One of the great paintings from Norman Rockwell’s body of work, and I believe one of the great paintings of all time, is his painting titled Checkers. The painting was on display when I was last at the Norman Rockwell Museum. I was able to take some high quality captures and details of the painting and wanted to share them with you.
Rockwell created the painting when he was 34 years old. The painting is oil on linen and measures 35″x39″. It was an illustration done for Ladies’ Home Journal. It depicts a circus clown named Smokey Joe playing checkers with his friends. In the story Smokey was feeling down and his friends talked him into playing a game of checkers. They are letting him win in order to help him get some confidence back and give him a boost. I love the faces and expressions and the dog is awesome, with his red ruff.
The impasto on the forehead of the man below is so rich and juicy looking. I also love the different saturations and temperatures of the portion of his face on the right versus the part in a cooler light on the left portion of his face.
The model below was one of Rockwell’s favorites, James K. Van Brunt. He talks about him in My Adventures as an Illustrator (which is a great book, btw. I highly recommend it! You can get it for under $5 used). Here is a passage about the model from the Saturday Evening Post:
Norman Rockwell must have been captivated by the looks of James K. Van Brunt the day he showed up in Rockwell’s studio, pronouncing himself as a bold veteran of Fredericksburg and brave fighter of Indians forces. Standing 5 feet, 2 inches tall with a craggy face, knobby nose, and distinctive mustache, Van Brunt became one of Rockwell’s favorite models — posing for numerous covers. So many, in fact, that Post editors began to complain.

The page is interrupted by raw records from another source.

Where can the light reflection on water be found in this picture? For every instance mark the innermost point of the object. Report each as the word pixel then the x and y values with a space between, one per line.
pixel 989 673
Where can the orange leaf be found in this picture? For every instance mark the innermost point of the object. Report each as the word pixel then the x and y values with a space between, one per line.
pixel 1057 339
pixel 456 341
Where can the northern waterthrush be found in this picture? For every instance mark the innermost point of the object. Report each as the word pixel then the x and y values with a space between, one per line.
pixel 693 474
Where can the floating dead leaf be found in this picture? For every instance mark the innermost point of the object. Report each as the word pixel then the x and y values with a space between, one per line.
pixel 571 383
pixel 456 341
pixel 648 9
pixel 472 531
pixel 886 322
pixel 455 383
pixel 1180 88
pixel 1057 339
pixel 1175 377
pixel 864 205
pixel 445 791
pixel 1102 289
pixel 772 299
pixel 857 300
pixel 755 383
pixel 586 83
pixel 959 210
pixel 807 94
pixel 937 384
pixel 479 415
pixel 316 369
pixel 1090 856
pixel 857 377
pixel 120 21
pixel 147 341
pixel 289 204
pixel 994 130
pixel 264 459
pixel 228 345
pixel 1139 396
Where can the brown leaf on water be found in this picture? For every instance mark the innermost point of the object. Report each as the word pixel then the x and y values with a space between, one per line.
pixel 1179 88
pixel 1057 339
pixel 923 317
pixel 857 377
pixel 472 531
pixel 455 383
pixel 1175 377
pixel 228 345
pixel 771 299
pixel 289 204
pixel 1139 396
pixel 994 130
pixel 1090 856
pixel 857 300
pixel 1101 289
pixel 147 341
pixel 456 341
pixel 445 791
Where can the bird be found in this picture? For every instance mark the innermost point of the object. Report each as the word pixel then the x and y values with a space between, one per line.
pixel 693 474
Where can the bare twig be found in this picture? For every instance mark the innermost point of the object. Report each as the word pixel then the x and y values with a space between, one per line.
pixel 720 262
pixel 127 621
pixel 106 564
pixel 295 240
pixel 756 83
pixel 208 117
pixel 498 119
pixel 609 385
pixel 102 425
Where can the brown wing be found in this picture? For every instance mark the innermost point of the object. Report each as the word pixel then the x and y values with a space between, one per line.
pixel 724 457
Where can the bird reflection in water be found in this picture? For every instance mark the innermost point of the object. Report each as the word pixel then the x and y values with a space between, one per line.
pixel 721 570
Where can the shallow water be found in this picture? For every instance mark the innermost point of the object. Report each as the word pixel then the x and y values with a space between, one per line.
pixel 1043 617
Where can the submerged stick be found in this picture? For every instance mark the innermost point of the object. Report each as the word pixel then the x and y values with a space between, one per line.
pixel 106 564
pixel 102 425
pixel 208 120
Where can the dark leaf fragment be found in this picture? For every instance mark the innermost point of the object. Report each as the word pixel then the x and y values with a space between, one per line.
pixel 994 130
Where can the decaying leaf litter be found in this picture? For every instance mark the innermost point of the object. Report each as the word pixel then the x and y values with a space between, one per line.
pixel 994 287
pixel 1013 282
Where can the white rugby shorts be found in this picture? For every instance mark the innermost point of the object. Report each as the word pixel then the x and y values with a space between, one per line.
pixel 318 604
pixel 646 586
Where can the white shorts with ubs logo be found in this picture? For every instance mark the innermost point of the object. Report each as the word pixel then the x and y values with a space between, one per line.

Rockwell eventually told Van Brunt he would no longer be able to use him as a model unless he shaved his mustache. He refused, then returned a couple weeks later and said he would do it for $10, which Rockwell paid. “I guess the notoriety he’d gained from posing for me had overcome his pride in his mustache,” Rockwell said. The result can be seen in The Old Sign Painter from February 6, 1926.